Establishment of stable PABPC5-knockdown cell lines
To investigate the effects of PABPC5 expression on the malignant phenotype and apoptosis of glioma cells, we established stable PABPC5 knockdown cell lines in U87 and U251 glioma cell models for subsequent experiments.Fluorescence microscopy was used to observe PABPC5 knockdown, revealing a transfection efficiency of approximately 80%, as indicated by the red fluorescence in the cells (Fig. 2A and B). Western blot analysis validated the stable knockdown of PABPC5 expression in U251 and U87 cell lines (U251:KD-NC Fold change = 0.617, U87:KD-NC Fold Change = 0.603, both P < 0.01, Fig. 2C).These results suggested that the cells were in good condition and stably expressing.
Establishment and validation of stable PABPC5-expressing glioma celllines. (A, B) Fluorescence microscopy images demonstrate the successful construction of cell lines stably expressing PABPC5. For U87 (A) and U251 (B) glioma cells, the left image is a bright-field image showing cell morphology, and the corresponding right image is a red fluorescence image, transfection efficiency of approximately 80% (scale bar:100 μm). (C) Western blot analysis confirming PABPC5-knockdown (KD) constructs, β-actin was uesd as loading control. The bar graph quantifies the relative PABPC5 protein expression, normalized to β-actin. Data are presented as mean ± SD, with **P < 0.01.

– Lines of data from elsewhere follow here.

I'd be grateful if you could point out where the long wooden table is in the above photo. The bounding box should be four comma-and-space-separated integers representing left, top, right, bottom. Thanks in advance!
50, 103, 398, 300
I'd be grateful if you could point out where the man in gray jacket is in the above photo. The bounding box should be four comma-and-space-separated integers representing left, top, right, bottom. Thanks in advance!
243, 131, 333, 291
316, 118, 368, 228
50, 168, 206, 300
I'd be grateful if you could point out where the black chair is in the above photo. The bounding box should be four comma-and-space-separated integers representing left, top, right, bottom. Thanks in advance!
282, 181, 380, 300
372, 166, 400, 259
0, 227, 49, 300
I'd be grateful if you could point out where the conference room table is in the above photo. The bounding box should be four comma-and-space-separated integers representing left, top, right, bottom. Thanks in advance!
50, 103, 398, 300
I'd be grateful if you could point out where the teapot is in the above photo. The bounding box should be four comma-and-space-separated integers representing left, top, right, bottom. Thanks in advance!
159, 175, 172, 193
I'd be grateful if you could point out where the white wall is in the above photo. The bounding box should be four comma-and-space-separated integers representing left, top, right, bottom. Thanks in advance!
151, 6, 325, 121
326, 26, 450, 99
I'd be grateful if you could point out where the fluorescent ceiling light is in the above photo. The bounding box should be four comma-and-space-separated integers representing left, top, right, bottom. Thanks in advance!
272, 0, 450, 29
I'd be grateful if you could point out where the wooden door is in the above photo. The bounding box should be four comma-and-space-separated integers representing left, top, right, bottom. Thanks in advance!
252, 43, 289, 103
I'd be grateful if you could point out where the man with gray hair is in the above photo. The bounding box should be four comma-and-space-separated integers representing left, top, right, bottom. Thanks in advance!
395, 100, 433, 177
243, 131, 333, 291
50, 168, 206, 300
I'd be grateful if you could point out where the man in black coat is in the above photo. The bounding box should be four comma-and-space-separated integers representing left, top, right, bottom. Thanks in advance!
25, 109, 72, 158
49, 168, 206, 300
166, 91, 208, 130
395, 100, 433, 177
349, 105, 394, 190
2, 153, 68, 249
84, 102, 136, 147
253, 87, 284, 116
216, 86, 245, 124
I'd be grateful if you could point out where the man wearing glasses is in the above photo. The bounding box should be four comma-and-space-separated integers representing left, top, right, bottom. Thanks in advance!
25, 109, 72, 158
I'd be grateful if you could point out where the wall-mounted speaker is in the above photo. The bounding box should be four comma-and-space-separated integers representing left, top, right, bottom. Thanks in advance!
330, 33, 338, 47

PABPC5 knockdown inhibits the malignant phenotype of glioma cells
After successfully establishing a PABPC5-downregulated cell model, we performed functional assays in U87 and U251 glioma cell lines. Cell proliferation was assessed via CCK−8 assay, clonogenic potential by colony formation, invasion/migration capacities through Transwell chambers, and migration dynamics by scratch wound healing. The effect of PABPC5 on glioma cell proliferation was evaluated by the CCK8 assay. As shown in Fig. 3A, compared to the NC gropu, the optical density (OD) values of the KD groups in both cell lines were decreased, indicating that the proliferation capacity of both U251 and U87 cells was impaired. The OD value decreased significantly at 72 h, suggesting a significant reduction in proliferation at this time point (U251 cells P< 0.001, U87 cells P< 0.05). Colony formation assays further demonstrated a marked decrease in clones formation in KD cells, as shown in Fig. 3B (U251: KD vs. NC fold change = 0.201, P< 0.01; U87: fold change = 0.628,P< 0.05),highlighting the suppressive effect of PABPC5 knockdown on cell proliferation and clonogenicity. Next, Transwell analysis revealed reduced invasion (invasive cell count: U251: KD vs. NC fold change = 0.464, P< 0.01; U87: fold change = 0.672, P< 0.0001) and migration, shown in Fig. 3C (migratory cell count: U251:fold change = 0.468,P< 0.01; U87:fold change = 0.673, P< 0.0001). The wound healing assay was conducted to further assess the effect of PABPC5 on cell migration. In Fig. 3D, the wound closure rate at 24 h was significantly lower in both U251 and U87 cells with KD groups compared to the NC groups. (U251:KD vs. NC fold change = 0.385, P< 0.001; U87: fold change = 0.629, P< 0.01).Taken together, these data demonstrate that PABPC5 knockdown significantly suppresses proliferation, clonogenicity, invasion, and migration in glioma cells.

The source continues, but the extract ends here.